Ici une parenthèse dans la parenthèse s’impose. Le presque rien, le minimalisme, l’épure ne sont pas nécessairement à proscrire. Ils ont même produit quelques chefs d’œuvre. Au cinéma, on peut citer, parmi d’autres, L’Année dernière à Marienbad d’Alain Resnais (d’après Alain Robbe-Grillet). Ce qui rend le « presque rien » insupportable (pour le spectateur non initié aux « mystères » de l’art contemporain, il va sans dire) c’est quand il se cumule au « n’importe quoi ». Dans le cas des Mille et une nuits de Gomez, à l’absence de scénario, à l’étirement insupportable des séquences, s’ajoute un manque absolu de recherche formelle : des comédiens amateurs débitent un texte répétitif dans d’improbables décors (pourtant naturels). Qu’est-qui peut rester d’un film pareil ? Avant que naisse l’inévitable lassitude (nous ne fûmes pas le premier à quitter la salle avant la fin), on se prend à sourire de ce qui fait la seule caractéristique un peu plaisante de l’art du n’importe quoi, à savoir les gags. Il est assez drôle, par exemple, pour évoquer un Portugal ruiné par la crise de 2008, de remplacer les chauffeurs des véhicules officiels par des conducteurs… de chevaux et de chameaux !
Contraste éclatant avec Bellochio, quelqu’un qui sait vraiment à quoi peuvent se servir des acteurs et d’une caméra.
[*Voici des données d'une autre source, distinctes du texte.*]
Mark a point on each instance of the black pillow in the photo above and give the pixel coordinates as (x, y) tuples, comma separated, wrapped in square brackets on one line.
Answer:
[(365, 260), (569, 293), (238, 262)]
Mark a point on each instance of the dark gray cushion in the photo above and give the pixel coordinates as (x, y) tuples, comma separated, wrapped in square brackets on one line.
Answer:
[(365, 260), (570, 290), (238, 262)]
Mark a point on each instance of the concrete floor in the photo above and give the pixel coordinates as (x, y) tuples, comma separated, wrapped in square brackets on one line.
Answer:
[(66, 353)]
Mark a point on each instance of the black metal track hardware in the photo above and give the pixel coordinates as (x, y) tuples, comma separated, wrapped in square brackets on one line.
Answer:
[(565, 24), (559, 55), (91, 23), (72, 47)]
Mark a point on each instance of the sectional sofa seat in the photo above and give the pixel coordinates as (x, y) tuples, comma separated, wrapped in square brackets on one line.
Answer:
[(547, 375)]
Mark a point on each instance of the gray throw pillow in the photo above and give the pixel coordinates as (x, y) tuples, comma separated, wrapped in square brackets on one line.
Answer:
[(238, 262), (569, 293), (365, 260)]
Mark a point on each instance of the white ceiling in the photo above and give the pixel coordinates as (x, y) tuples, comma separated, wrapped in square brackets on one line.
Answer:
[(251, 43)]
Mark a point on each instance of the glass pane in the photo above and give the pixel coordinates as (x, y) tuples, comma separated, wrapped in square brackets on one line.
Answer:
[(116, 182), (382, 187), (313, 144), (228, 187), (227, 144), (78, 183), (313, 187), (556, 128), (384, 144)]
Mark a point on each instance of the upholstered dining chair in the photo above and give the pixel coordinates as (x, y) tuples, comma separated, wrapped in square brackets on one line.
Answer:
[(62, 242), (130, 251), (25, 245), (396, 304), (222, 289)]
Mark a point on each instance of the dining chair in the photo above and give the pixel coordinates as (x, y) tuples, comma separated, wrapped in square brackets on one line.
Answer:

Pour mémoire, recensons quelques aspects de son film Les Poings dans les poches : 1) Une situation très forte, celle d’une famille hors norme : père décédé, mère aveugle, le fils aîné chef de famille, deux autres garçons dont l’un épileptique et l’autre demeuré, une fille, la seule à peu près normale avec l’aîné. Ce n’est pas pour rien que les habitants de la ville voisine appellent la demeure de la famille « la villa des fous ». 2) Un scénario coupé au cordeau qui ménage sans arrêt des surprises et distille une certaine angoisse. 3) un parti esthétique affirmé avec le choix du noir et blanc, des plans moyens sur deux personnages, des vues récurrentes sur le paysage enneigé faisant face à la villa. 4) des scènes incongrues (autour du cercueil de la mère morte, par exemple). Le choix d’un comédien principal (le jeune homme aux poings serrés) impressionnant, capable de tout jouer, la tendresse, la jalousie, la colère, les doutes, la folie (très rationnelle au demeurant) 5) Une direction d’acteurs magistrale jusque dans les seconds rôles. 6) Tant de scènes marquantes qu’on renonce à les énumérer. Il faut tout cela pour mettre le spectateur dans un état de jubilation constante (nonobstant la légère angoisse évoquée plus haut).
Eh non ! de même qu’il ne suffit pas d’assembler trois bouts de ferraille pour faire une statue, il ne suffit pas d’avoir envie de faire du cinéma et de rameuter quelques copains complaisants pour faire un film.